Plan of the Mithraeum.
Well preserved Mithraeum of the Seven Spheres at Ostia, Italy. This shrine date to the second half of the second century AD. By Michael Fuller from here
CIMRM entry
239.
Mithraeum, discovered by Lanciani in 1885--1886 (Reg. II, Is; VIII, 6). Second
half of the second cent. A.D.
Lanciani in NSc 1886, 162ff; Schierenberg in JVA LXXXIV, 1887, 250ff;
Cumont, Ostie, 1ff; MMM II 243ff No. 84 and fig. 77; Paschetto in Bilychnis I,
1912, 474f = Ostia, 394f; Nock in JHS 1925,98 fig. 1; Becatti, Mitrei Ostia,
47ff and fig. 10; Pl. VI, 1-2. See figs. 71 and 72.
The Mithraeum was built in a rectangular room on the Western side of the Domus of Apuleius_with which it communicates through a corridor. It is, however, uncertain whether already in antiquity the house communicated with the sanctuary. Entering the sanctuary (L. 11.20 Br. 4.95), one finds the usual division of central aisle (Br. 1.70), leading to the dais, and two sloping side-benches (Br. 1.50-1.65 H. 0.75-0.60), the fronts and the projecting edges of which bear representations in mosaic (see below). The floor of the central aisle is also covered with mosaic equally showing representations.

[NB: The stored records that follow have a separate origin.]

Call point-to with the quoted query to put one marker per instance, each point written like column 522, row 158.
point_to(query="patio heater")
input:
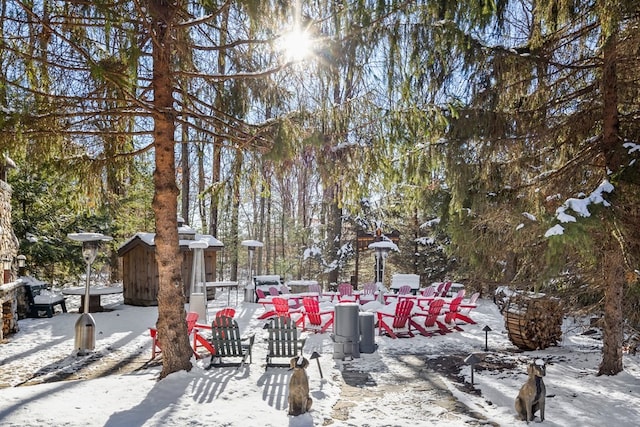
column 198, row 289
column 249, row 289
column 85, row 339
column 382, row 249
column 6, row 269
column 22, row 263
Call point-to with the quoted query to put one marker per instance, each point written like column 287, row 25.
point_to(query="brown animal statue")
column 531, row 397
column 299, row 400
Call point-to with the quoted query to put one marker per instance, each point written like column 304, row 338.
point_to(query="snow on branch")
column 579, row 207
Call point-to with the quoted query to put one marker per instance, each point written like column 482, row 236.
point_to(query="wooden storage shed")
column 140, row 271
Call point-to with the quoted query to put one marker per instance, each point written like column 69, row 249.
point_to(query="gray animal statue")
column 531, row 397
column 299, row 400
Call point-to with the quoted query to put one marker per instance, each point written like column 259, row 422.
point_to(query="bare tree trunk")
column 613, row 276
column 613, row 262
column 268, row 239
column 171, row 325
column 186, row 173
column 334, row 229
column 235, row 212
column 217, row 141
column 202, row 208
column 261, row 227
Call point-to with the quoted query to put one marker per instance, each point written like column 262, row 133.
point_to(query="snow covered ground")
column 407, row 381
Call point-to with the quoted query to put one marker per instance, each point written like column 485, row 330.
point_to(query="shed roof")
column 148, row 239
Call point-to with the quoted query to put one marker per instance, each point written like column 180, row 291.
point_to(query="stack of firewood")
column 534, row 321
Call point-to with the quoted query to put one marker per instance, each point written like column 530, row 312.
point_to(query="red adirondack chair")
column 282, row 308
column 453, row 313
column 466, row 307
column 427, row 323
column 313, row 319
column 396, row 324
column 445, row 289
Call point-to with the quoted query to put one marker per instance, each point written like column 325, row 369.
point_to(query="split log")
column 533, row 321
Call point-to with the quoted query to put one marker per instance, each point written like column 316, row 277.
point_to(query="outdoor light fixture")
column 198, row 289
column 22, row 263
column 382, row 249
column 85, row 339
column 486, row 330
column 249, row 294
column 6, row 267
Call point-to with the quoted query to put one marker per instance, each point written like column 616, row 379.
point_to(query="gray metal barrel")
column 346, row 327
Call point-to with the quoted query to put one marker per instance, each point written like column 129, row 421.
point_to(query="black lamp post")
column 251, row 245
column 486, row 330
column 472, row 360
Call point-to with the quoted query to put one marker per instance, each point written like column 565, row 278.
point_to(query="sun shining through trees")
column 296, row 45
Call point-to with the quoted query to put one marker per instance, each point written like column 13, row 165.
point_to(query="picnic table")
column 95, row 293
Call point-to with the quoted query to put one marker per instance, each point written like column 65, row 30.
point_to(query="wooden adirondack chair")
column 227, row 342
column 368, row 293
column 396, row 324
column 345, row 293
column 283, row 341
column 191, row 320
column 313, row 319
column 427, row 323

Left of the entrance (Br. 1.00) there was a ritual basin in the floor (Br. 0.45 D. 0.30), Two small
niches (H. 0.54-0.44 Br. 0.30 D.0.25) near the middle of the benches must also be thought of
in connection with water. The niche of the r. bench is covered with marble and is lower than the
floor. Before the cult-niche (partly covered with marble) there is a bench-like platform (H. 1.00 Br. 4.30), which may have been used to place lamps on.